With shark season right around the corner, Maneater is the perfect game to set the tone. In Maneater, you take the role of a baby bull shark who was ripped out of her mother by the shark hunter Scaly Pete. In return, our baby bull shark bites off Pete’s hand and escapes, leaving a long-term rival between the two. Throughout the game, the story follows Scaly Pete and his disappointment of a son Kyle. The storytelling often feels like a Deadliest Catch episode with interview like camera scenes and little touches like showtime logos in the corner of the screen. There is also a narrator through your water travels that provide witty sarcastic information on the surrounding areas.
Our bull shark’s life begins in the murky waters of Fawtick Bayou. Full of catfish and gators, here we learn our bull shark’s speed and strength. After eating enough catfish and loot boxes full of XP, I was ready to fight my first gator. After many failed attempts of constant trigger mashing and awkward camera angles, I finally got into a rhythm of swimming away and attacking in a circling fashion. Once I completed the fetch quests of eating people, catfish, and killing the apex crocodile, I found myself busting and searching through large pipelines full of fish and cachets, providing me with lots of XP.
After searching through the bayou’s swamp waters, I then migrated into the trash waters of Dead Horse Lake. I was slightly disappointed as I was ready for crystal blue ocean waters but was greeted with polluted green waters. Here the barracudas and mako sharks were aggressive and aggravating. After a few more quests of eating grouper and catfish, my baby bull shark grew into a teen. Being a teen shark made the barracudas and mako sharks look like a snack. Each upgrade throughout the game makes you feel more powerful than before.

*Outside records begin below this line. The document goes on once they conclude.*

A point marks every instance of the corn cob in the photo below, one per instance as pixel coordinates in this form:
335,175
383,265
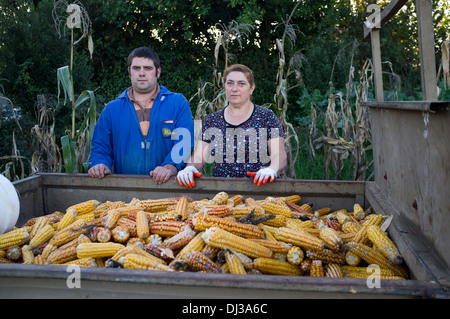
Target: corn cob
317,268
14,253
327,255
276,267
39,260
83,262
333,271
42,236
217,211
68,218
219,199
142,227
97,250
299,238
128,224
167,228
234,263
66,252
292,199
182,208
236,200
210,251
202,221
295,223
157,205
199,262
322,211
352,259
197,243
70,232
179,240
272,208
358,212
120,234
27,255
110,219
222,239
103,235
274,245
84,207
331,239
372,256
136,261
295,255
17,236
384,244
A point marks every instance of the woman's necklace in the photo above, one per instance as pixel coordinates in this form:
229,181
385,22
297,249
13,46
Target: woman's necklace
239,115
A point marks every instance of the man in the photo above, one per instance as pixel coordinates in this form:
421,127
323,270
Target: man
147,129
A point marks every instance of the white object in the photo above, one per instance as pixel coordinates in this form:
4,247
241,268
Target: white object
186,176
9,205
265,173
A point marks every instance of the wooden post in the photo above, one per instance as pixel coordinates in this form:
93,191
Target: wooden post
427,51
376,60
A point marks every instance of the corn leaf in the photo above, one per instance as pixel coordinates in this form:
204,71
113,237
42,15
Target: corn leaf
63,75
70,159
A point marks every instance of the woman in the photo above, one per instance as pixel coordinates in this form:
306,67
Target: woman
243,139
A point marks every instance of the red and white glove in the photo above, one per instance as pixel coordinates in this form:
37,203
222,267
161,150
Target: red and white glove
263,175
185,177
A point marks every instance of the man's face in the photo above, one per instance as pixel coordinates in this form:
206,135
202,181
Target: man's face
143,74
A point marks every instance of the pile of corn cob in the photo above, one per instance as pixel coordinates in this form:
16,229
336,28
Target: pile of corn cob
277,236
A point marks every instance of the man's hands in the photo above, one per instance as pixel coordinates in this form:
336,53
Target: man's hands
99,171
263,175
186,176
161,174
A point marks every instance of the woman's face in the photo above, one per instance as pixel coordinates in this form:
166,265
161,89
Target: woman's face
238,89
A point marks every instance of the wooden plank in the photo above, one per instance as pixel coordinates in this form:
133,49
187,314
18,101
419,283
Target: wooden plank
427,51
376,60
387,13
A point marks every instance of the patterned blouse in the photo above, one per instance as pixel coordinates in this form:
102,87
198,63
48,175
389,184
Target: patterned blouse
236,149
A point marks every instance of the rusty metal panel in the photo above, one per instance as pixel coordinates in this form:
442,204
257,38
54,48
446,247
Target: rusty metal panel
412,167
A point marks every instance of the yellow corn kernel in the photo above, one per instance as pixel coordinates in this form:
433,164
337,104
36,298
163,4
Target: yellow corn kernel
103,235
384,244
84,207
203,221
70,232
42,236
98,250
295,255
220,238
331,238
197,243
142,227
234,263
167,228
27,255
272,208
137,261
317,269
120,234
333,271
299,238
219,199
68,218
276,267
274,245
16,236
373,256
199,262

The combat in Maneater can be frustrating at times. With a Grand Theft Auto mindset, once you have killed enough people, the shark hunters come out (Acting as police). Jumping out of the water to kill the hunters can be overwhelming as many boats are surrounding you with guns and harpoons. Often the camera gets confused on which target you are hitting because there is no auto-lock. There is only a refocus button that quickly switches the camera to the closest enemy. When the threat meter rises, more boats and hunters appear, which makes the game lag while trying to attack.
Once you have reached a certain threat level, big named shark hunters become aware and begin hunting you. There are ten big-name hunters, not including Scaly Pete. Once killed, each hunter provides you with a new ability like bio shock teeth, or bio shock fins, eventually evolving the shark into a bio mutant killer. When I chewed my way through the trash-filled waters of Dead Horse Lake, I had reached the adult stage of the bull shark’s life and swam to the crystal-clear waters of Golden Shores and Sapphire Bay. With more fetch quests of eating local fish and killing apex predators, I made my way through each level which started feeling repetitive.
Overall, Maneater provides the opportunity to become something that not all games do, a man-eating bull shark. Its joke telling narrator adds a special spark to the story along the way. Controls can be aggravating as the camera is sometimes insubordinate. High threat levels from killing, bring more boats, which brings more lag. Even through the frustration, Maneater has a lot to offer. I found myself constantly wanting to explore the large sea. The open gulf waters are clear and surreal to see the seals, orcas, and hammerhead sharks swimming the seas.